A patient is put on an intravenous drip at time t=0, the drip supplies a drug into the patients bloodstream at a constant rate λ. At the same time (t=0) the patient is given M grams of the same drug orally which immediately starts dissolving at a rate directly proportional to the mass of the drug in the stomach (co-efficient of proportionalility α) The drug in the blood stream is eliminated from the blood stream at rate directly proportional to the mass of the drug in the blood (co-efficient of proportionalility β)

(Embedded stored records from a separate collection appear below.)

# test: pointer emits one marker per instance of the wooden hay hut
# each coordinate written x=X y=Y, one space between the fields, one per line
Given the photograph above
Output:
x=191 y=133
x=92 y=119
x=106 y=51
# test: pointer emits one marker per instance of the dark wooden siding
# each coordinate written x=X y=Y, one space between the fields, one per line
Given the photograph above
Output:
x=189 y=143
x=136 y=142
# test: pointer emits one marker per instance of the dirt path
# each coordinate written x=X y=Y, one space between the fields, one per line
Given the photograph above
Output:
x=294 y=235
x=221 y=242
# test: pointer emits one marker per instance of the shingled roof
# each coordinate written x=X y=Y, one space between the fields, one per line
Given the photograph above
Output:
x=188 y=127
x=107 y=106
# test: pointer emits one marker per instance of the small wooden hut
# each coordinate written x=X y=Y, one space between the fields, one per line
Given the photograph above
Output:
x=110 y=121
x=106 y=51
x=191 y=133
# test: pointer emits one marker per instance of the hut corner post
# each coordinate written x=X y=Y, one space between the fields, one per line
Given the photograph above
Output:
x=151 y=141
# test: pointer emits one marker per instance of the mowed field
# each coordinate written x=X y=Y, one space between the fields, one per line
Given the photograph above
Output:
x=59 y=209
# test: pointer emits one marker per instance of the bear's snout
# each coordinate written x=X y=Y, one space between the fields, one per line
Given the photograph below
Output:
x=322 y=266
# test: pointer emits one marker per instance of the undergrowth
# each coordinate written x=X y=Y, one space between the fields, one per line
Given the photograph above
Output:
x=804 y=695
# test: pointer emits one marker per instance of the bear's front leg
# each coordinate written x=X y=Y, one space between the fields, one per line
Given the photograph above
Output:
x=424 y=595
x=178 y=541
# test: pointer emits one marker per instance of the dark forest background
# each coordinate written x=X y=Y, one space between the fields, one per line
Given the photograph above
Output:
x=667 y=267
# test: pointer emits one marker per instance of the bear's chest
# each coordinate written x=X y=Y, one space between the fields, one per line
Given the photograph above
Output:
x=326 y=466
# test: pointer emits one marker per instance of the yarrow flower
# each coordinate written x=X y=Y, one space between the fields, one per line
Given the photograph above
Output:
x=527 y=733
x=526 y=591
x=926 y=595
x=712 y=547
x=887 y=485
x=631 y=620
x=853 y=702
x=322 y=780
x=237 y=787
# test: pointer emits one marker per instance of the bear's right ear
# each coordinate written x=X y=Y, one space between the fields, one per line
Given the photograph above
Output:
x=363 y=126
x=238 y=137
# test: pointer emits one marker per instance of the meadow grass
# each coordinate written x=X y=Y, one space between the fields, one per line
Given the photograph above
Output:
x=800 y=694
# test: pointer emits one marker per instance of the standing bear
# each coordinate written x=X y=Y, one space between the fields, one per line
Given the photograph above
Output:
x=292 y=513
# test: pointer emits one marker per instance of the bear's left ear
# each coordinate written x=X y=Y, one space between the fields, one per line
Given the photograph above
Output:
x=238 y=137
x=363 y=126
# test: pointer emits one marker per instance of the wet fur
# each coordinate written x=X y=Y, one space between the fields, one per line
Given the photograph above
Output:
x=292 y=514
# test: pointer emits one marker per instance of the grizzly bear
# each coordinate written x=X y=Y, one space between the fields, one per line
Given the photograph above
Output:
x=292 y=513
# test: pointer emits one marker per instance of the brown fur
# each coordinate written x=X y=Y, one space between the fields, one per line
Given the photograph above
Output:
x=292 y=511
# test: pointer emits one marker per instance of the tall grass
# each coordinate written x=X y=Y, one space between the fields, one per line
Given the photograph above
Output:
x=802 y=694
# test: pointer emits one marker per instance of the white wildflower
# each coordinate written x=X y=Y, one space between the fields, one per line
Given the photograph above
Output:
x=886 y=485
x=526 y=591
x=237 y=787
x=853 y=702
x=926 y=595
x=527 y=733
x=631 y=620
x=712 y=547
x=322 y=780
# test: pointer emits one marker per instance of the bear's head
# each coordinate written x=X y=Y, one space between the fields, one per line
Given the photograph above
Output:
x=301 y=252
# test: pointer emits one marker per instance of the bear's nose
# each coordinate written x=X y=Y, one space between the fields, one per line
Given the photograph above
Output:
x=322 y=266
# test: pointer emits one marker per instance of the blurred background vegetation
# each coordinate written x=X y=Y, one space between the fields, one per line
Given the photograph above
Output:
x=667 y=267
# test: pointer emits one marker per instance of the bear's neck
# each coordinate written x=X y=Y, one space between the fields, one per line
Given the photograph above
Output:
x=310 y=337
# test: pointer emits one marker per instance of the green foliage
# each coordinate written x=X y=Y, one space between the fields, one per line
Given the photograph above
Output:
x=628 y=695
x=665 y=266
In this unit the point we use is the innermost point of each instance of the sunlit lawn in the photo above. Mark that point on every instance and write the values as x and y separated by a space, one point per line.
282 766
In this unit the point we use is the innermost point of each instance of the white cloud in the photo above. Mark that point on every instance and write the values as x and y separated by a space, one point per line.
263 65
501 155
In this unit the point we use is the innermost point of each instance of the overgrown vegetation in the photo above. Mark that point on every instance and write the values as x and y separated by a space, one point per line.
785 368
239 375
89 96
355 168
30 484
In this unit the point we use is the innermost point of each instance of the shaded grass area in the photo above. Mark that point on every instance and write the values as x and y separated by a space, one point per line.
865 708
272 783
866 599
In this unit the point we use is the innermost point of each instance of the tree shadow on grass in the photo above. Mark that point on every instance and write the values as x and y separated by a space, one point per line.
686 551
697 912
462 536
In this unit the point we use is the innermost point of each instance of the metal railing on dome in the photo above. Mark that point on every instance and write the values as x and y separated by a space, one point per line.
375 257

Find a model for the mass of the drug in the patients stomach and bloodstream at time t in terms of λ, α, β, M and t.

Homework Equations



Let S = S(t) = Mass of drug in stomach at time t.
Let B = B(t) = Mass of drug in bloodstream at time t.

The Attempt at a Solution



Stomach :

[itex]\frac{dS}{dt} = -α.S [/itex] ... then using separation of variables
[itex]\frac{dS}{α.S}= -dt [/itex] ... integrate both sides to get

[itex]\frac{ln(α.S)}{α} = -t + C [/itex] ... (where C is arbitrary constant)
[itex]ln(α.S) = -αt + C [/itex] ... raising both sides to e, we get

[itex]α.S = e^{-αt+C}[/itex]
[itex]α.S = e^{-αt}.e^{C}[/itex] ... (e[itex]^{C}[/itex] is an arbitrary constant)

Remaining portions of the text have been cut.